Девятый круг. Одиссея диссидента в психиатрическом ГУЛАГе (Давыдов) - страница 363

— Ребята, да вы что? Скоро смену сдавать — а он еще живой…

Подуставшие санитары снова принялись за дело, и к пересменке зэк уже был мертв.

Что стало с другими беглецами, никто не знает, известна лишь судьба одного из них — Николая Баранова, политзаключенного. Он остался жив — проведя следующие шестнадцать лет по разным СПБ. Все это время получал высокие дозы нейролептиков. Они разрушили здоровье Баранова — из-за нарушения обмена веществ он стал весить почти 140 килограммов — и превратили его, действительно, в сумасшедшего. При Горбачеве Баранову, наконец, удалось освободиться и даже уехать в Англию — но кошмары не оставляли его и там. Кажется, он умер в психиатрической клинике.

— Тебя самого, мудилу, в понедельник похоронят! — заорал Брежнев. Он вскочил с корточек и нагло в самом центре дворика взялся раскуривать бычок. Вера-шпионка тут же отправила Брежнева в отделение, минут через пять она свернула и прогулку.

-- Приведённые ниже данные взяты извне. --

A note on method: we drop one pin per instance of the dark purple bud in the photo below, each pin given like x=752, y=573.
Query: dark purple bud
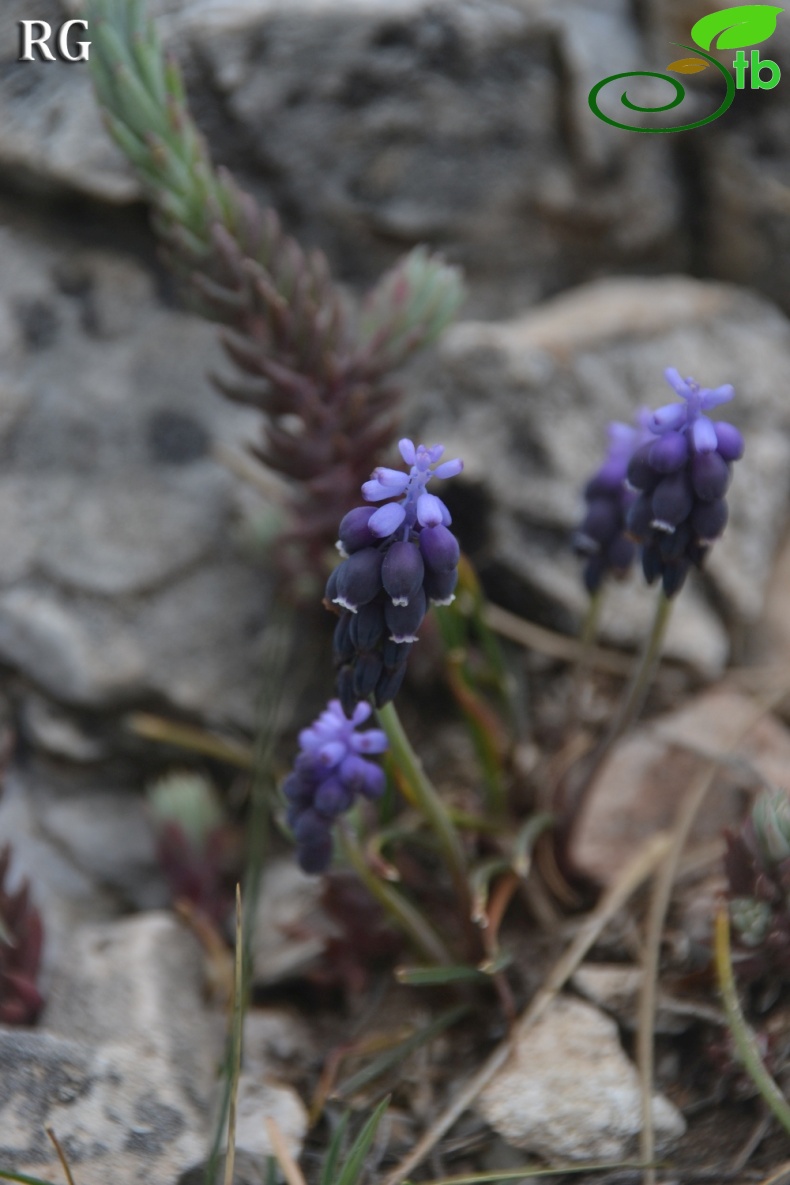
x=354, y=532
x=359, y=578
x=440, y=548
x=652, y=563
x=342, y=647
x=640, y=517
x=404, y=620
x=620, y=553
x=674, y=576
x=332, y=798
x=672, y=500
x=640, y=472
x=440, y=587
x=315, y=858
x=367, y=671
x=367, y=626
x=708, y=519
x=395, y=653
x=403, y=570
x=310, y=827
x=345, y=685
x=730, y=443
x=669, y=453
x=673, y=544
x=602, y=520
x=389, y=685
x=710, y=475
x=363, y=776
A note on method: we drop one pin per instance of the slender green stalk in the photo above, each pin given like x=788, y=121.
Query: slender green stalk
x=409, y=920
x=429, y=802
x=742, y=1035
x=630, y=706
x=586, y=638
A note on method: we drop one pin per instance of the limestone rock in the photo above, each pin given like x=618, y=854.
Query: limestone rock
x=570, y=1093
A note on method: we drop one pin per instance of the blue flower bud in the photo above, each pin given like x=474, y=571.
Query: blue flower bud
x=363, y=776
x=404, y=621
x=710, y=475
x=367, y=627
x=332, y=798
x=672, y=500
x=359, y=578
x=354, y=533
x=402, y=571
x=669, y=453
x=440, y=548
x=440, y=587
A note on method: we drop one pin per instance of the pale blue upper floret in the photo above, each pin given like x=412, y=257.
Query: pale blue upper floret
x=333, y=736
x=687, y=416
x=416, y=507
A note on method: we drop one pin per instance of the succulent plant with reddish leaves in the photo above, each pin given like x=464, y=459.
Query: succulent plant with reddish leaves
x=757, y=864
x=21, y=937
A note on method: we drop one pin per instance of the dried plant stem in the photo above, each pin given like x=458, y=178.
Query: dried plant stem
x=742, y=1035
x=627, y=713
x=238, y=1025
x=290, y=1170
x=62, y=1155
x=408, y=918
x=586, y=640
x=656, y=917
x=553, y=645
x=429, y=802
x=642, y=866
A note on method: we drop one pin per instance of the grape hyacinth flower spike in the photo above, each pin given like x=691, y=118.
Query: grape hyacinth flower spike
x=602, y=538
x=329, y=773
x=398, y=557
x=681, y=475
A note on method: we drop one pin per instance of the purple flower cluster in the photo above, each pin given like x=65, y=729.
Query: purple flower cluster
x=398, y=557
x=602, y=538
x=328, y=775
x=681, y=475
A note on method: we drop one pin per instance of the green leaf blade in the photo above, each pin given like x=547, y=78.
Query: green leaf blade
x=747, y=24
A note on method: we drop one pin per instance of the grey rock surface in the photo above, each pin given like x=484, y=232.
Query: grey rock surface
x=570, y=1093
x=122, y=583
x=379, y=123
x=526, y=402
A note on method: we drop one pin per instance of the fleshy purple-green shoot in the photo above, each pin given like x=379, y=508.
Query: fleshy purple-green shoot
x=398, y=557
x=331, y=770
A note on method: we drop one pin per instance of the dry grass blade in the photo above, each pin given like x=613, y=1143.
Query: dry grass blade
x=642, y=866
x=62, y=1155
x=238, y=1024
x=556, y=646
x=656, y=917
x=291, y=1172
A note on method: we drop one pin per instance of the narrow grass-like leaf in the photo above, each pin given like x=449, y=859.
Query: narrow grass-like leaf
x=391, y=1057
x=742, y=1035
x=332, y=1154
x=354, y=1163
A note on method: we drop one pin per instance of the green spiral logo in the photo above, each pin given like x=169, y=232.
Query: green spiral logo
x=680, y=95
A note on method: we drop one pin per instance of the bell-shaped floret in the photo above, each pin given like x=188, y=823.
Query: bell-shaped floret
x=402, y=572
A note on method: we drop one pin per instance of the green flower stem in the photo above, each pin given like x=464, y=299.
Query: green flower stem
x=630, y=706
x=409, y=920
x=428, y=800
x=742, y=1035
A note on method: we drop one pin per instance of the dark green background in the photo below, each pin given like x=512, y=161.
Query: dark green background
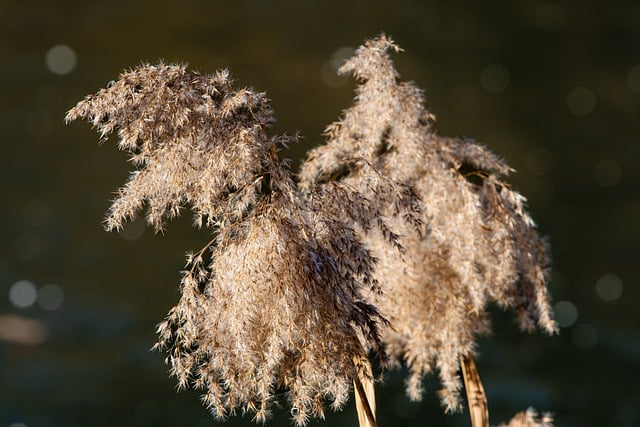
x=94, y=367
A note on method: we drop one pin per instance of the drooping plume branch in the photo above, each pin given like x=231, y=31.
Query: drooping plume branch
x=393, y=239
x=481, y=247
x=277, y=299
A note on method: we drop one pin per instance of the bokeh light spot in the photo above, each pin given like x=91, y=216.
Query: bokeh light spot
x=609, y=287
x=50, y=297
x=581, y=101
x=60, y=59
x=495, y=78
x=23, y=294
x=566, y=313
x=607, y=173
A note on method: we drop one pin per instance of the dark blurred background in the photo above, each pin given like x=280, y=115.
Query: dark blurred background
x=553, y=87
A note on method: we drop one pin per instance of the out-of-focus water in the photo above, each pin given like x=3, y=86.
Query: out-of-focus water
x=553, y=87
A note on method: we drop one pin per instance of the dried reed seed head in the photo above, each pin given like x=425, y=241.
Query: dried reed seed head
x=194, y=138
x=481, y=244
x=275, y=303
x=530, y=418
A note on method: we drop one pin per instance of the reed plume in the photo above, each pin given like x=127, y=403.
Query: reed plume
x=275, y=302
x=392, y=239
x=481, y=245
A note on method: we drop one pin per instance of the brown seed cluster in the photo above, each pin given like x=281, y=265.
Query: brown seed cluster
x=275, y=302
x=481, y=246
x=393, y=239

В отделении мы неожиданно оказались снова в девятом ноября. Все вернулось на круги своя. Как обычно, во второй половине дня в отделении не было врачей. Павел Иванович где-то по пути тихо растворился. Собиравшаяся домой Валентина в процедурке пыталась утихомирить Брежнева. Тот, похоже, совсем слетел с катушек и голосом обиженного ребенка громко сипел:

— Живой я! Напишите им, дайте телеграмму, что живой. Пусть отменят похороны!

Валентина смотрела на него своими корейскими глазами, расширенными от удивления. Наблюдать психозы ей приходилось через день, но тут, похоже, даже спокойную Валентину доконало напряжение недавних дней. Она приказала санитарам отвести Брежнева в камеру и привязать. Через какое-то время появилась женщина — дежурный врач, и Брежневу сделали укол аминазина. Его койка стояла вплотную к нашей стене, было слышно, как она стукнулась пару раз о стенку — Брежнев вырывался, потом все затихло.

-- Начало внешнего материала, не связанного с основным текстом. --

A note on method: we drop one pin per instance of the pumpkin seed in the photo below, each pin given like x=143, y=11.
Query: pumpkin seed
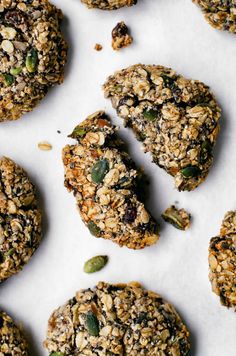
x=99, y=170
x=32, y=60
x=93, y=228
x=95, y=264
x=190, y=172
x=92, y=324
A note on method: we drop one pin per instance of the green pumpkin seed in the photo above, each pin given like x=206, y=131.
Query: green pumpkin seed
x=150, y=114
x=95, y=264
x=92, y=324
x=190, y=172
x=15, y=70
x=32, y=60
x=99, y=170
x=93, y=228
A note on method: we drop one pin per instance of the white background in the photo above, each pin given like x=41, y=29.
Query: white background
x=168, y=32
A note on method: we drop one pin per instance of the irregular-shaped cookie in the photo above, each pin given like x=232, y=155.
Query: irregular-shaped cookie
x=104, y=181
x=220, y=14
x=108, y=4
x=177, y=119
x=12, y=340
x=119, y=319
x=32, y=54
x=20, y=219
x=222, y=261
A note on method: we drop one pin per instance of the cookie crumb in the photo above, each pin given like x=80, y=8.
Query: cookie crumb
x=120, y=36
x=98, y=47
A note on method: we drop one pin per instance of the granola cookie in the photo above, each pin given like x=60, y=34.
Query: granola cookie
x=220, y=14
x=12, y=340
x=20, y=219
x=104, y=181
x=176, y=119
x=108, y=4
x=32, y=54
x=222, y=261
x=119, y=319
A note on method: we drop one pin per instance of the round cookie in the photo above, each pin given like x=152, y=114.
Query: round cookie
x=108, y=4
x=20, y=219
x=121, y=319
x=222, y=261
x=176, y=119
x=220, y=14
x=12, y=340
x=32, y=54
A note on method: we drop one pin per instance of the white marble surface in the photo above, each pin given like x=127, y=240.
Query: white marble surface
x=167, y=32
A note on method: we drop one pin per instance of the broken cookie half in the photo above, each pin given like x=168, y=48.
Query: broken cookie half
x=105, y=182
x=177, y=119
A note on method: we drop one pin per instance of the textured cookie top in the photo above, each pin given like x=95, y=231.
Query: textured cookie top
x=221, y=14
x=122, y=319
x=32, y=54
x=104, y=180
x=177, y=119
x=108, y=4
x=222, y=261
x=12, y=341
x=20, y=219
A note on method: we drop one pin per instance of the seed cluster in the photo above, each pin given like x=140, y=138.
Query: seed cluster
x=122, y=319
x=12, y=341
x=104, y=181
x=222, y=261
x=20, y=219
x=32, y=54
x=176, y=119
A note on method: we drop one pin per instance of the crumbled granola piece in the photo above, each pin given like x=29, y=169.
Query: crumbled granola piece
x=108, y=4
x=179, y=218
x=98, y=47
x=120, y=36
x=176, y=119
x=118, y=319
x=104, y=181
x=220, y=14
x=32, y=54
x=222, y=261
x=20, y=219
x=12, y=340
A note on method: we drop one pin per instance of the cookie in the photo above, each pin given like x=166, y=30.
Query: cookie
x=108, y=4
x=105, y=182
x=32, y=54
x=119, y=319
x=176, y=119
x=20, y=219
x=220, y=14
x=222, y=261
x=12, y=340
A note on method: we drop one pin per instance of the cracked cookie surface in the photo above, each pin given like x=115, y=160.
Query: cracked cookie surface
x=122, y=319
x=32, y=54
x=12, y=340
x=220, y=14
x=222, y=261
x=104, y=181
x=176, y=119
x=20, y=219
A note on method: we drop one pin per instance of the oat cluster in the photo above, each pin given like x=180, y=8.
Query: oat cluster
x=108, y=4
x=122, y=319
x=176, y=119
x=220, y=14
x=222, y=261
x=20, y=219
x=104, y=181
x=12, y=341
x=32, y=54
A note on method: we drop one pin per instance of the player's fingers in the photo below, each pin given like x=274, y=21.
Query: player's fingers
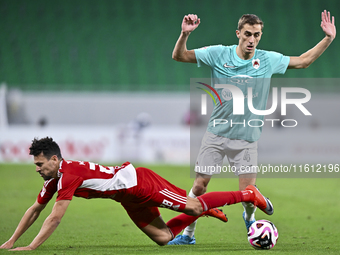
x=198, y=21
x=329, y=17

По телевизору продолжали скорбеть по поводу кончины «выдающегося деятеля мирового коммунистического и рабочего движения». Создавалось впечатление, что человек всю жизнь не слезал с баррикад — тогда как на самом деле он только пересаживался из одного кабинета в другой. Слушать дурацкие панегирики для зэков было еще мучительнее, чем «симфонию». На смене был переведенный из Третьего отделения Копченый, он встал на стреме, и телевизор переключили на Китай.

Там не было ни слова о Брежневе. Показывали фильмы, в которых красивые, хорошо накрашенные девушки в форме армии Мао Цзэдуна уничтожали батальоны японцев различными садистскими способами — перед тем как умереть самим, они долго говорили, вероятно, слова любви Великому Кормчему. Демонстрировались знакомые до тошноты явления единства партии и народа — вернее, партийных съездов. Поражали только масштабы: если пределом КПСС был Кремлевский зал Дворец съездов на пять тысяч человек, то тут залы был размером со стадион Уэмбли.